Warner Bros. isn't leaving its movie making to chance (or the talents of its creatives). According to The Hollywood Reporter, it's signed up to use an artificial intelligence system to analyze its potential movies and choose which ones to put into development.

"The system can calculate in seconds what used to take days to assess by a human when it comes to general film package evaluation or a star's worth," said Tobias Queisser, founder of Cinelytic, the LA startup whose AI-driven project management system WB will be relying on.

Despite making a $1 billion hit with Joaquin Phoenix-starring Joker last year, WB made a handful of misfires, including The Kitchen, Shaft and Godzilla: King of the Monsters.
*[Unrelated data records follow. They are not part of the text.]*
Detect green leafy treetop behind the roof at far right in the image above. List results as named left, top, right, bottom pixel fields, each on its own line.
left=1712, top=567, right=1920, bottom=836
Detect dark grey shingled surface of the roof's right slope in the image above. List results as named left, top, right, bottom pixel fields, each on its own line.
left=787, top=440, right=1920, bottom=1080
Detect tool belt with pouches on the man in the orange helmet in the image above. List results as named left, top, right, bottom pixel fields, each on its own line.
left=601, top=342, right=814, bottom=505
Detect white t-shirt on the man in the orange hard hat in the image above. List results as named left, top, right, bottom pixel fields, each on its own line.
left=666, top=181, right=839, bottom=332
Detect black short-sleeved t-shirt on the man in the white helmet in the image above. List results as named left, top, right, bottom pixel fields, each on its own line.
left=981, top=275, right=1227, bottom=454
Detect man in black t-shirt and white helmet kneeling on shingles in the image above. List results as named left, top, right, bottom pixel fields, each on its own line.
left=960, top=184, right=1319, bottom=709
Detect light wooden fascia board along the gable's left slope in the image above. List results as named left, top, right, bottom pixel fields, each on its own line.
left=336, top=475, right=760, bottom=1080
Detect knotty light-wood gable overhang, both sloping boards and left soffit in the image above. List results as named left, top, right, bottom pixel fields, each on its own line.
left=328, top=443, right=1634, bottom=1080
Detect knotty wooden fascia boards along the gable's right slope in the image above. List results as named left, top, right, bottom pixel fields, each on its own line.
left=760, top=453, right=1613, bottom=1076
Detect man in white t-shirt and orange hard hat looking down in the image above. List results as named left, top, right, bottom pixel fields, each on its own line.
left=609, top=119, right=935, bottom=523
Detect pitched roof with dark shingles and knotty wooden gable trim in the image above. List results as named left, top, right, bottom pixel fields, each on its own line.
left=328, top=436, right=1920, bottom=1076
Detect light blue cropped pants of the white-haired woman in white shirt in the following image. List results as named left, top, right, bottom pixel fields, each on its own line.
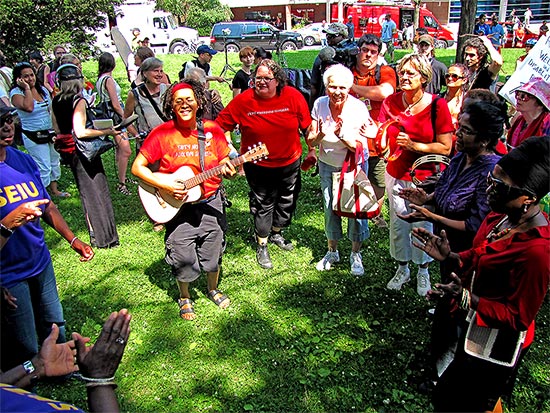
left=319, top=162, right=370, bottom=242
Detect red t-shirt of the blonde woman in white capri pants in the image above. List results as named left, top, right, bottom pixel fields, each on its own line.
left=378, top=92, right=454, bottom=181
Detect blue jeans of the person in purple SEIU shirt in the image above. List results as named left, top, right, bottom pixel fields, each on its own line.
left=2, top=261, right=65, bottom=371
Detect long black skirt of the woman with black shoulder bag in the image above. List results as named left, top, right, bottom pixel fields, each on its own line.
left=71, top=154, right=118, bottom=248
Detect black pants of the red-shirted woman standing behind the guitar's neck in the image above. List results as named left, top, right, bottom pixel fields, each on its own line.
left=244, top=159, right=302, bottom=238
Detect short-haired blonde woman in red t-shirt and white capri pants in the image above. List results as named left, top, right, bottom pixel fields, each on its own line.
left=379, top=54, right=454, bottom=296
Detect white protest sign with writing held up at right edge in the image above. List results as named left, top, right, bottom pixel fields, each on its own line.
left=498, top=36, right=550, bottom=106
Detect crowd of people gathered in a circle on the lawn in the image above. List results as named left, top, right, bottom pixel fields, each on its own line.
left=0, top=17, right=550, bottom=411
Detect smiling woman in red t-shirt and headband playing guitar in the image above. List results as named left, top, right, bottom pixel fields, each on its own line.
left=132, top=79, right=239, bottom=320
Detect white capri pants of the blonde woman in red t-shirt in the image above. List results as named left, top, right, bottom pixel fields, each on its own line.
left=385, top=172, right=433, bottom=265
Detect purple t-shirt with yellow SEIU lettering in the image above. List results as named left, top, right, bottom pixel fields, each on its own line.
left=0, top=147, right=51, bottom=289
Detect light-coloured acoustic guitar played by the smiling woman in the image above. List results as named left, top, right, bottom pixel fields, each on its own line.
left=138, top=143, right=269, bottom=224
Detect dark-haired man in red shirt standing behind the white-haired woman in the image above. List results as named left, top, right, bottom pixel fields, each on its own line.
left=350, top=34, right=397, bottom=228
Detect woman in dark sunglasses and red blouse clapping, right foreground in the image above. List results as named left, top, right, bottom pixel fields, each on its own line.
left=414, top=136, right=550, bottom=412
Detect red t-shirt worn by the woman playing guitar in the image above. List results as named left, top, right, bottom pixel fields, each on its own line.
left=140, top=120, right=229, bottom=199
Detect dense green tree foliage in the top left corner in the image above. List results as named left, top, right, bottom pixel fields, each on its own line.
left=0, top=0, right=122, bottom=62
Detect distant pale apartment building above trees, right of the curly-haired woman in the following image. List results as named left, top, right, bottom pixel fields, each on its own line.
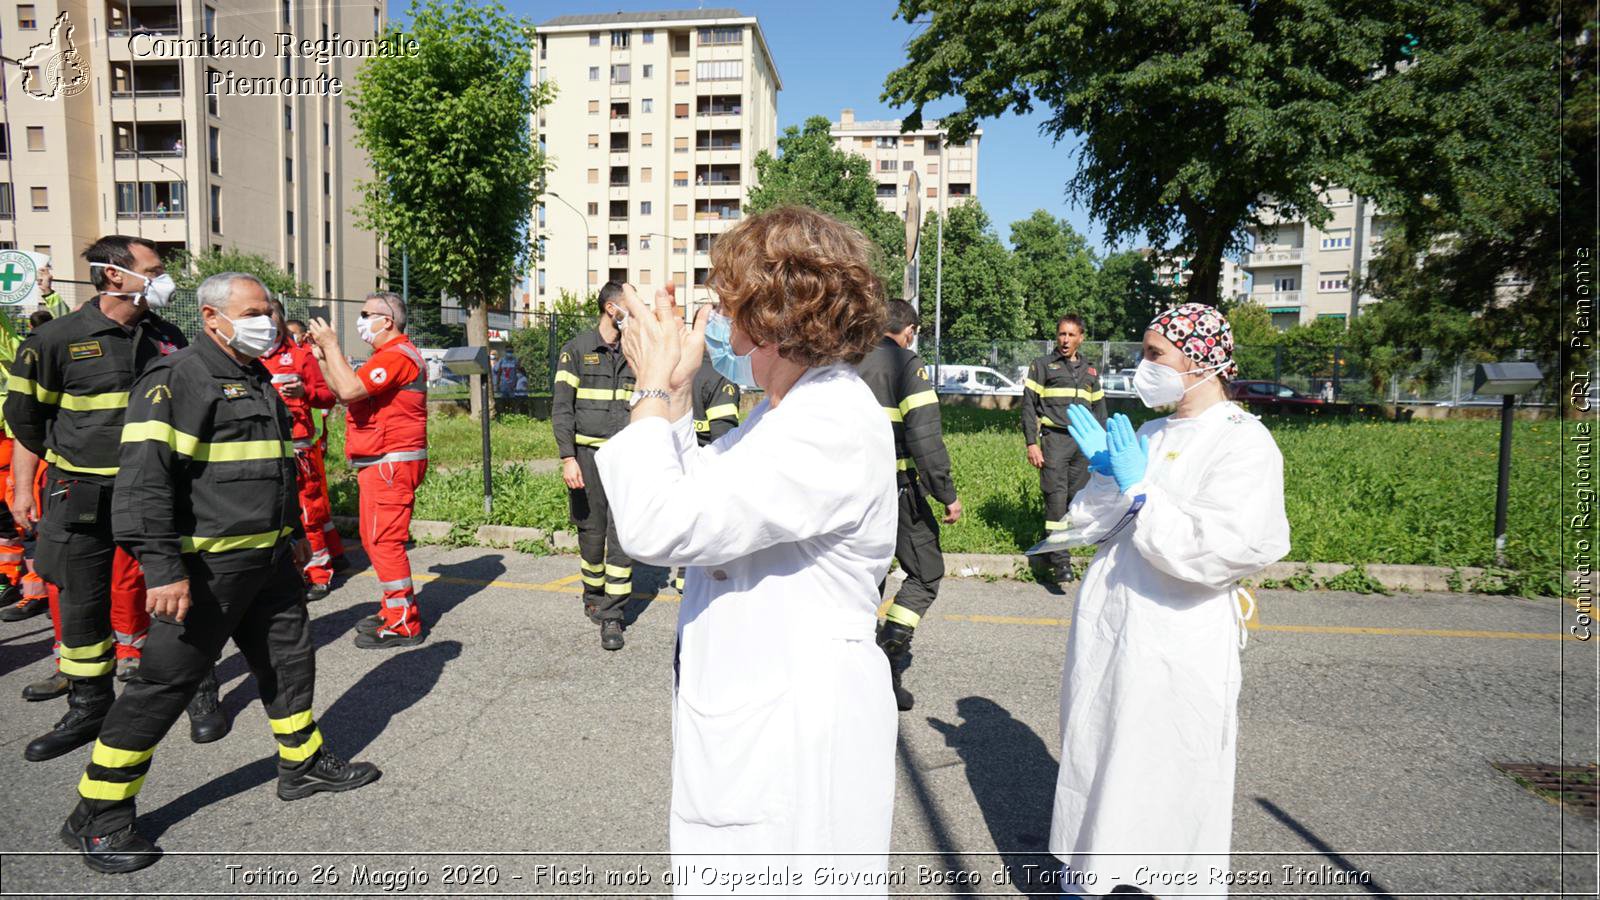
left=829, top=109, right=982, bottom=218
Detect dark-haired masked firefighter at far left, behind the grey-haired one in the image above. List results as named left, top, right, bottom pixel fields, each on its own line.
left=5, top=235, right=229, bottom=762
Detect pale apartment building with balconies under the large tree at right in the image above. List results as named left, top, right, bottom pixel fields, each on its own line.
left=1243, top=187, right=1386, bottom=328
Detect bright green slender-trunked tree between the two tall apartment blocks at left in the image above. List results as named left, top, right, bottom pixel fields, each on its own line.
left=349, top=0, right=554, bottom=415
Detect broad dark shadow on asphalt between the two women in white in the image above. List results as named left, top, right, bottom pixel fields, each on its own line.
left=928, top=697, right=1061, bottom=897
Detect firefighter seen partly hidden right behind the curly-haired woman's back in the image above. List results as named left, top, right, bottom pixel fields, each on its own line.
left=856, top=299, right=962, bottom=711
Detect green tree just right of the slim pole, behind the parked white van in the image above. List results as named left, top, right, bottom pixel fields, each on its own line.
left=918, top=200, right=1035, bottom=365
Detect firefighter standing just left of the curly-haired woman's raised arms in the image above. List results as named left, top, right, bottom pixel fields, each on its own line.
left=550, top=282, right=634, bottom=650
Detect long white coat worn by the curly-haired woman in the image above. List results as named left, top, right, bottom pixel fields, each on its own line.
left=595, top=365, right=898, bottom=894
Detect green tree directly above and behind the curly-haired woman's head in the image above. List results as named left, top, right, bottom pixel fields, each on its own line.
left=744, top=115, right=908, bottom=288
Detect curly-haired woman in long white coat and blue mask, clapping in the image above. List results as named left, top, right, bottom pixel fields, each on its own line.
left=595, top=207, right=898, bottom=895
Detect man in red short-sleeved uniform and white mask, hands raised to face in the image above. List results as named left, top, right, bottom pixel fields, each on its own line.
left=310, top=291, right=427, bottom=649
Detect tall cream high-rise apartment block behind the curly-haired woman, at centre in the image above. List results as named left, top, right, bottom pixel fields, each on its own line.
left=530, top=10, right=782, bottom=312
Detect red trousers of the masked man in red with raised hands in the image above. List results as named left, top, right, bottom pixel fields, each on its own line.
left=355, top=460, right=427, bottom=637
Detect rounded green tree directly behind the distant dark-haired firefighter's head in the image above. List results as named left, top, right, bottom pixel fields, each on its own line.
left=1011, top=210, right=1104, bottom=340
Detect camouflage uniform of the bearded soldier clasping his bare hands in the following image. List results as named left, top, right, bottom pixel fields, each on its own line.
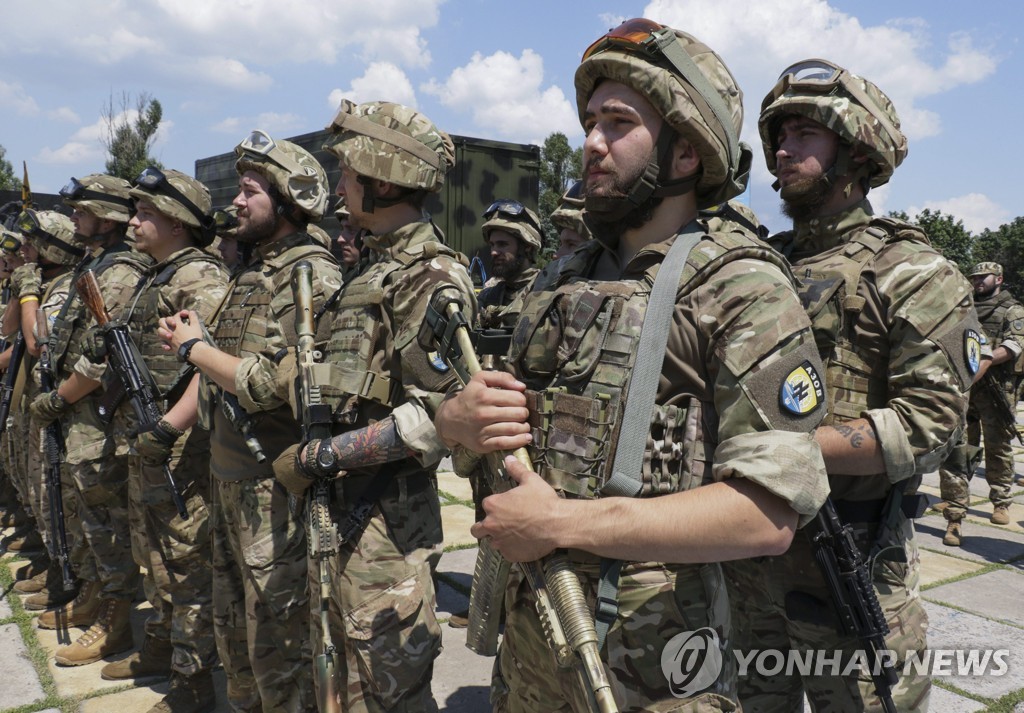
left=209, top=233, right=341, bottom=712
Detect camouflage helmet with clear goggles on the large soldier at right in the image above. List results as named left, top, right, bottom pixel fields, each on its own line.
left=758, top=59, right=907, bottom=187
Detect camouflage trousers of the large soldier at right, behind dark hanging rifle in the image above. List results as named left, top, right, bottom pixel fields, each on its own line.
left=723, top=518, right=931, bottom=713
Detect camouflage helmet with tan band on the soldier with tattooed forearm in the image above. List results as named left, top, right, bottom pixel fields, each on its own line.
left=324, top=100, right=455, bottom=193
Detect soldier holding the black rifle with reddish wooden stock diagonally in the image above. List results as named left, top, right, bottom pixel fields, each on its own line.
left=100, top=167, right=227, bottom=713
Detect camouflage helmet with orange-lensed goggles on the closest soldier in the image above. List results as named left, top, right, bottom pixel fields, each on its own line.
left=575, top=18, right=753, bottom=208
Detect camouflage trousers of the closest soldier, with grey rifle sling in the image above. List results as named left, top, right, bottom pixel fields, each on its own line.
left=490, top=554, right=738, bottom=713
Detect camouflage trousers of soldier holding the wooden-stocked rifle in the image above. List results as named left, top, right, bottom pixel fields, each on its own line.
left=128, top=437, right=217, bottom=676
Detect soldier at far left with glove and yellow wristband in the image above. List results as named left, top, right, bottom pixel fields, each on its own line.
left=4, top=214, right=85, bottom=593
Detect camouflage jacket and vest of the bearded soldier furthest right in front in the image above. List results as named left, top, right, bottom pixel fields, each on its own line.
left=771, top=200, right=981, bottom=500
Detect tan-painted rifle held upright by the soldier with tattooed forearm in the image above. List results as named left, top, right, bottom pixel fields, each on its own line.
left=292, top=260, right=341, bottom=713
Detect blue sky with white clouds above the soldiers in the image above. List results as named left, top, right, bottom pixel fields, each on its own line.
left=0, top=0, right=1024, bottom=239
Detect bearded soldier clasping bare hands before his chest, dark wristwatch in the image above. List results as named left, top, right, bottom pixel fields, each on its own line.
left=159, top=131, right=341, bottom=713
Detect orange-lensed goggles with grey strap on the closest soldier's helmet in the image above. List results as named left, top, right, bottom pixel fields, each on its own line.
left=583, top=17, right=739, bottom=171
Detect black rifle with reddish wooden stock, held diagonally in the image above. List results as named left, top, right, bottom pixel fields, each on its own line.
left=75, top=269, right=188, bottom=519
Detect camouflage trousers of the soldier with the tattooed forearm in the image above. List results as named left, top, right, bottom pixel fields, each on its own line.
left=309, top=481, right=441, bottom=713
And it isn't the only one choosing AI to do its homework. Ingenious Media (Wind River), Productivity Media (The Little Hours) and STX (Playmobil and UglyDolls) have all signed deals with Cinelytic, which had been in beta testing for several years before officially launching in 2019.

But its AI program doesn't unassailably guarantee a hit movie. Instead it completes the menial tasks executives normally have to do, as well as calculating better parameters for packaging, marketing and distribution decisions, like when to release the movie.

It wants to be particularly useful at film festivals, where studios bid millions of dollars on movies with just hours of time to assess them -- New Line spent $15 million on Blinded by the Light at Sundance last year.

If this news triggers your robopocalypse sweats, don't worry. The humans in Hollywood still have (some) creative license.

"Artificial intelligence sounds scary. But right now, an AI cannot make any creative decisions," Queisser said. "What it is good at is crunching numbers and breaking down huge data sets and showing patterns that would not be visible to humans. But for creative decision-making, you still need experience and gut instinct."